Did you ever take one of those Facebook personality quizzes? Millions of people have. One particular app collected highly sensitive data about who you are.
That app was poorly protected and hackers could gather the data from millions of users.
Three million Facebook users had their most intimate details exposed, it has emerged, as a new data protection scandal hits the social network.
A popular personality app failed to provide adequate protection to the ‘anonymous’ data of participants, the latest of a string of security breaches.
The quiz, called myPersonality, collected highly sensitive data – including psychometric test results that reveal how neurotic or extrovert an individual may be.
Investigators found the information was poorly protected for four years and gaining access to it was relatively easy.
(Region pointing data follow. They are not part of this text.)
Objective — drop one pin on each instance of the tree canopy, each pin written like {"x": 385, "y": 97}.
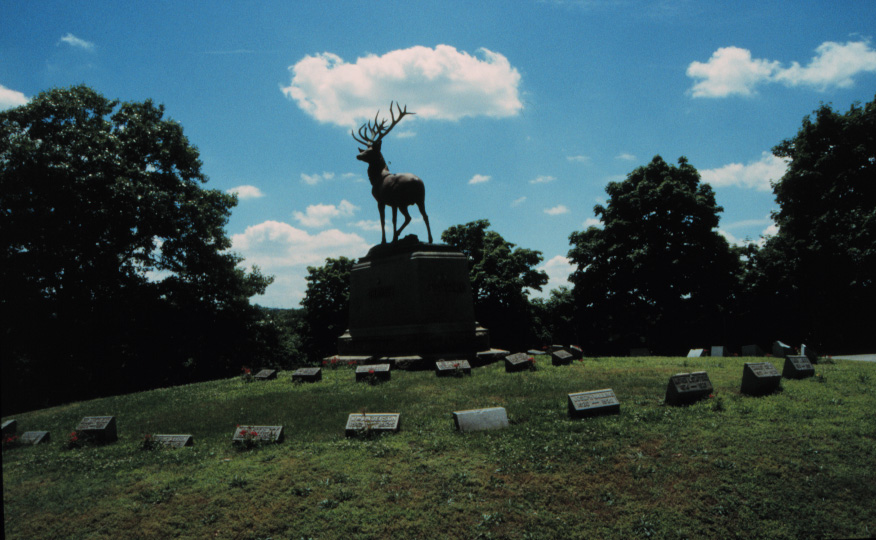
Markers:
{"x": 819, "y": 267}
{"x": 656, "y": 273}
{"x": 500, "y": 274}
{"x": 114, "y": 261}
And it actually gets worse.
The myPersonality app was run by a highly respected institution — the University of Cambridge.
The myPersonality app has now been suspended as one of 200 Facebook has removed from its social network.
Run by the University of Cambridge, the myPersonality site was founded in 2007 and allowed users to take real psychometric tests and obtain their results instantly.
The leaked information gave access to the ‘Big Five’ personality scores of 3.1 million users, according to a report from New Scientist, who broke the news.
These have been defined as openness to experience, conscientiousness, extroversion, agreeableness and neuroticism – sometimes abbreviated to OCEAN.
‘This type of data is very powerful and there is real potential for misuse,’ Chris Sumner at the Online Privacy Foundation told New Scientist.
‘Gee, what could possibly go wrong with hackers getting that information?’ we ask sarcastically.
It was a massive data breach.
More than six million people took part in the study overall, and 40 per cent of these participants decided to share their Facebook profile information with the researchers.
According to the University of Cambridge’s website for the myPersonality database, this resulted in ‘one of the largest social science research databases in history.
The data was supposed to be collected and the users would be anonymous. After taking the quiz, each user was given a unique Identification number that brought all of their information together.
Questions have been raised because this system didn’t quite turn out to be as anonymous as it was supposed to be.
‘This data was anonymised and samples of it were shared with registered academic collaborators around the world through the myPersonality project,’ according to the site.
As a result of the leak, 22 million status updates from over 150,000 users could be seen.
It also showed personal data such as age, gender and relationship status from 4.3 million people…
…’You could re-identify someone online from a status update, gender and date,’ said Pam Dixon at the World Privacy Forum.
The database was a huge success for academia, enabling the publication of 45 scientific papers.
The serious security flaws, however, have made the database a privacy catastrophe.
Access to the database was restricted and people had to register as a collaborator. This resulted in 280 people from 150 institutions formally accessing it.
These included universities and companies such as Facebook, Google, Microsoft and Yahoo.
Source: Daily Mail
Oh, lovely.
So, a Social Media giant and other tech companies that enable us to access news, also knows the private personality data of over 3 million users.
That’s just fan-freaking-tastic.
How could they possibly use that against you?